KEY DATA: Confidence: +2.6 points/ Home Prices (over-Year): +5.8%:

IN A NUTSHELL: “Consumers are so exuberant that even the limited income gains will not stop them from spending, at least for a while.”

WHAT IT MEANS: With income gains lagging badly, it is doubtful that consumers can keep spending at the pace they have been lately. But that doesn’t mean consumption will fall off the cliff, at least not right away. The Conference Board reported that household confidence rose in October to its highest level in eighteen years. The robust job market is underpinning the buoyant attitude about not only the present situation but also expectations. Indeed, the report noted “that consumers do not foresee the economy losing steam anytime soon. Rather, they expect the strong pace of growth to carry over into early 2019.Families may not have a lot more money to spend, but they will still go out and buy anyway.

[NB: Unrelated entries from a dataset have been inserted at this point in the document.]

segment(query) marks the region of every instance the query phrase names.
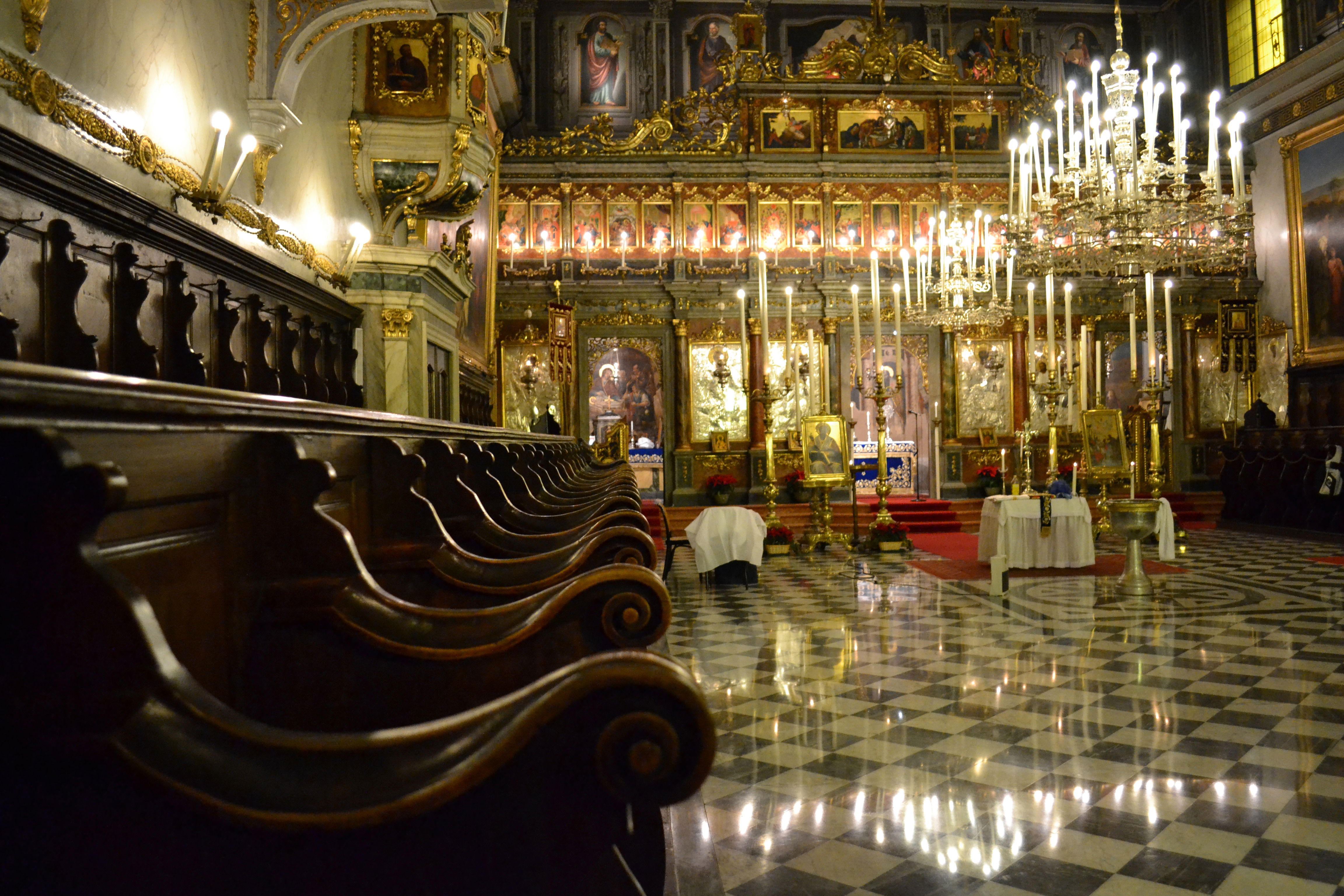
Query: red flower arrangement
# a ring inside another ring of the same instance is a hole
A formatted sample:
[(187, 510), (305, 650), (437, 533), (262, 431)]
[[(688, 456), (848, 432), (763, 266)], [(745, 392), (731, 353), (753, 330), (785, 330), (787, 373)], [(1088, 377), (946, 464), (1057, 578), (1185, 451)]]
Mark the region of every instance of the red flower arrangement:
[(872, 527), (872, 537), (875, 541), (905, 541), (906, 531), (899, 523), (879, 523)]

As for the housing market, it is going the opposite direction of confidence. Though the S&P CoreLogic Case-Shiller national index rose solidly in August, the gain on a year-over-year basis fell below 6% for the first time in twelve months. Price gains had surged in the 2012 – 2013 period, but the increases were overdone. The rise in home costs then decelerated to more reasonable levels in late 2014. From then on, they steadily picked up steam until early this year. Now, we are likely in a slow deceleration phase that should not lead to a crash since sales are not faltering greatly.

MARKETS AND FED POLICY IMPLICATIONS: When people feel good about the future, they are more willing to spend and right now, they are really happy about current and future economic activity. They think that the current job market is really great, though they a bit more uncertain about the next six months. Still, there is not a lot of fear out there and that is good for the economy. And it is another reason that most economists don’t expect growth to fall off the cliff anytime soon. Even the problems in the housing market are more controlled than last decade, as sales remain at reasonable, not greatly elevated levels. Thus, we should not be saddled with lots of homes sitting vacant, as we were when the housing bubble burst. Taken together, today’s data are actually positive, since they point to a solid household outlook but only moderating, not collapsing housing prices. The Fed, which meets next Wednesday and Thursday may take note of the softening housing market, but not express any great concern. It will likely signal another rate hike is coming.